Outstanding. What a great way to show the splendor of those sets to those that may not get a chance to see them in person. This technology is incredible. Fairly soon I’m sure, we’ll have holodecks that will then generate interactive 3-D sets!
So, how exactly does this differ from Quicktime VR? Back in the 90s there was an interactive TNG encyclopedia that had these great walkthroughs of the TNG sets.
Serious question, not snark.
I can’t wait for a TNG era fan film production! :)
Cool. First thing I did was pull out my copy of The Making of Star Trek (well, one of them) and compare and contrast with the original stage 9 layout of the sets on pages 144-145. This is great!
Very nice way to show of the sets. The tech is not really new – QuicktimeVR is very similar, you just have more points as it seems and a fade between them.
A little disappointed with their Engineering set – I thought it was a full set and not just one side. Although we rarely see the other side.
I told the New Voyages guys to do this in 2004 and they said ‘yeah maybe someday’. Looks like they’ve been beaten yet again, is there really any way that STC hasn’t trumped them?
Gonna be using this imagery for bluescreening in my own fanfilm btw, no hard feelings Vic.
Very beautiful and touching remembrance of your “Koro” Keachick. You and Trek were lucky to be part of his life.
Does not work. My browser is 3D but all I get is Loading and nothing else. I couldn’t find any help at the website.
Star Trek Beyond trailer expected to debut with “The Force Awakens”
from the Hollywood Reporter
What is the best way to get Captain’s Chair to run under Win7? Is there any way to download the videos above to your pc and view offline?
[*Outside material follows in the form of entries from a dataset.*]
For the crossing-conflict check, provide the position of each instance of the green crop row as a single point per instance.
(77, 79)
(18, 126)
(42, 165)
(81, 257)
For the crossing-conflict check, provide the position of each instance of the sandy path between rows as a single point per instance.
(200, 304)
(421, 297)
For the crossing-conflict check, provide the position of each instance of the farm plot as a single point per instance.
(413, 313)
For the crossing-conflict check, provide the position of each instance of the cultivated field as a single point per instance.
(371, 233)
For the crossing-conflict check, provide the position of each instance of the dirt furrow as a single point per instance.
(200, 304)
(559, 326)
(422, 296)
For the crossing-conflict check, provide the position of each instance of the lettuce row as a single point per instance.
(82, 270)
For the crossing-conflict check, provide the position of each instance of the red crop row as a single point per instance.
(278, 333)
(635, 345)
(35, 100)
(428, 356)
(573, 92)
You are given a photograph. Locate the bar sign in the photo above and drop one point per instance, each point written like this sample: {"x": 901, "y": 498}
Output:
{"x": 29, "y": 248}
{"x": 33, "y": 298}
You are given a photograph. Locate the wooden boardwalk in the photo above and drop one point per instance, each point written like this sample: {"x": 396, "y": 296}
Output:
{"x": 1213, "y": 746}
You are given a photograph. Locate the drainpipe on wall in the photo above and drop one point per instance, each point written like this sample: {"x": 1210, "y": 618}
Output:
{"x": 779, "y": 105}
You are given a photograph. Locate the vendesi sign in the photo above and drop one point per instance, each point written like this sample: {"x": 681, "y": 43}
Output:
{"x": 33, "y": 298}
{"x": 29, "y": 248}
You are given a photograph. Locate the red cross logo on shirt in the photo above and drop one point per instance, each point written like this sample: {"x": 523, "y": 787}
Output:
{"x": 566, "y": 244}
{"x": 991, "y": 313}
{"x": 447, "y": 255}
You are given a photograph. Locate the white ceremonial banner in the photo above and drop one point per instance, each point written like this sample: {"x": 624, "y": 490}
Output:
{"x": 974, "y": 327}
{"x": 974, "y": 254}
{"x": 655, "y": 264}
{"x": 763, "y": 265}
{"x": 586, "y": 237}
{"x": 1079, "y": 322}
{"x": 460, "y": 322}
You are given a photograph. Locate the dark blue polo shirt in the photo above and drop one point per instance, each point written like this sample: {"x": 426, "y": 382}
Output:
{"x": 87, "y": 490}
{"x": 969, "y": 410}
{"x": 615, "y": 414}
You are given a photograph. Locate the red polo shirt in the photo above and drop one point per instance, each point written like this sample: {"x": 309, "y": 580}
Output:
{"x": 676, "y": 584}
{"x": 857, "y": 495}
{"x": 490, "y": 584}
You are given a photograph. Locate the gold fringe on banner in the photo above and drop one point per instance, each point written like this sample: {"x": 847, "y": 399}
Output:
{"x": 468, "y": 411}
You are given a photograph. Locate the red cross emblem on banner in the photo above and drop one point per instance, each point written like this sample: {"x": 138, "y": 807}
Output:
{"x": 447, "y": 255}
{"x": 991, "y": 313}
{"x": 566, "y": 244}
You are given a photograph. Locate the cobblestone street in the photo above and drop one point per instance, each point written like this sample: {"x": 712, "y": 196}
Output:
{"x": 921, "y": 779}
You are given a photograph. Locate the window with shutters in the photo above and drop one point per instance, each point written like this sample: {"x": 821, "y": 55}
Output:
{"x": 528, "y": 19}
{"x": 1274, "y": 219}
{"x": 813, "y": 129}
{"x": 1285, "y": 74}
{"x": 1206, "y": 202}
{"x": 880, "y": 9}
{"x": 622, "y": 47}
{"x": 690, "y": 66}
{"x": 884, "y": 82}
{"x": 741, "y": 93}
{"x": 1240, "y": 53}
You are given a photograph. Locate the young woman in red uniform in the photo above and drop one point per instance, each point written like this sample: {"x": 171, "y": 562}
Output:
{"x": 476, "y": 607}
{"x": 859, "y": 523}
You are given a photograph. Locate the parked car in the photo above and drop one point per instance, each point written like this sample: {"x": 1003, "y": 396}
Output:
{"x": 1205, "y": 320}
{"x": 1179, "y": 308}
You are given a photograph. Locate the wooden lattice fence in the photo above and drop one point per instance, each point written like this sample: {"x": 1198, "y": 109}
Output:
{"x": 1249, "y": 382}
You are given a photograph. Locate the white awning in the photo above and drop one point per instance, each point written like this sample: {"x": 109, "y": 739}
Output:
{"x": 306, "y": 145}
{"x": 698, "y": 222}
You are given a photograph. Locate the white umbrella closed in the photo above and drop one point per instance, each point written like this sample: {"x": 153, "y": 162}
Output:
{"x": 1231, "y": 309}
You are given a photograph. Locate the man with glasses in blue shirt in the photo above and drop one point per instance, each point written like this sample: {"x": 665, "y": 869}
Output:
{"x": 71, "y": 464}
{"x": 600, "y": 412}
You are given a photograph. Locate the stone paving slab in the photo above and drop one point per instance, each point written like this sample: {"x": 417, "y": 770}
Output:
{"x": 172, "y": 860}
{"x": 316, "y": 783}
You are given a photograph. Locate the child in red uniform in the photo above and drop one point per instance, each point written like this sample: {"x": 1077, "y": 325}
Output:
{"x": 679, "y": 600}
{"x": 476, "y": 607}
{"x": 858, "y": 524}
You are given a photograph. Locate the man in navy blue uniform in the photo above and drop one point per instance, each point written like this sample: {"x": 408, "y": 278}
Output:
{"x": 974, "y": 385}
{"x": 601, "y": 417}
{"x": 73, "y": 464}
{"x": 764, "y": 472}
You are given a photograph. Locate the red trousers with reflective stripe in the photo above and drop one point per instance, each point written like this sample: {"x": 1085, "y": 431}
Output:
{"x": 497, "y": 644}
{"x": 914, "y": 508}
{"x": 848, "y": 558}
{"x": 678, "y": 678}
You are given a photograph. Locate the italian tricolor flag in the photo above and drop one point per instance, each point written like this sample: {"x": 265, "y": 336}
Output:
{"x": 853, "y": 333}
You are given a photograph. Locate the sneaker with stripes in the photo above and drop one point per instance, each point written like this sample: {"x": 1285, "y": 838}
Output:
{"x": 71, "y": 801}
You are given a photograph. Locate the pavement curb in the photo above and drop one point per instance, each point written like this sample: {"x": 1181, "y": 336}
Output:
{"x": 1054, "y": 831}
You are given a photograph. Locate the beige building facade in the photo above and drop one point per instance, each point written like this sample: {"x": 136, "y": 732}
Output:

I love that you can actually climb up the Jeffries Tube!!
Good grief, if I see “no bloody A, B, C, or D” one more time I’m going to gouge my eyes out. That stopped being clever a long time ago. Let it rest.
@Ted C – Well, Star Trek is a nearly 50-year-old franchise, and it hasn’t “stopped being clever” yet. So, I’ll stick with using Star Trek references to talk about Star Trek stuff on my Star Trek website, thank you very much.
I’m with Mr. Doohan. The Jeffrey’s tube (and Sickbay, lair of my favorite character) were highlights.
This was absolutely amazing. My childhood fantasy of visiting the TOS set has been fufilled! Wouldnt it be amazing if they could crop together the whole ship, like the coridors, engineering and bridge into one continuos tour, being able to ride the turbo lift and all…and filling in the gaps with CG….like CG ceilings and extra sets not yet constructed in real life…like the mess hall, arboretum and shuttle bay.
Star Trek Continues is about to do another crowd sourcing fundraiser. Help, if you can!
I got to visit these sets in person last year and the year before at the last two “Farragut Fests”. Of course, Engineering wasn’t even a twinkle in the eye then, but they had just completed Auxilliary Control ( as featured in “The Doomsday Machine” and “The Way To Eden” ). I was mostly drawn to the Bridge ( although probably unlike most fans, I didn’t spend a lot of my time in the Captain’s chair, but rather at the other Bridge stations ). It was a childhood dream come true just to sit there, face away from the missing sections and allow myself to dream that I was really on a Starship. Hope they will hold open houses again someday.
BTW, did anyone else notice that Captain Kirk ended up with Jeannie’s bottle next to his bed ( next to the Saurian Brandy decanter )? Guess he must have found her after Major Nelson passed away ( well, they are BOTH astronauts, after all ).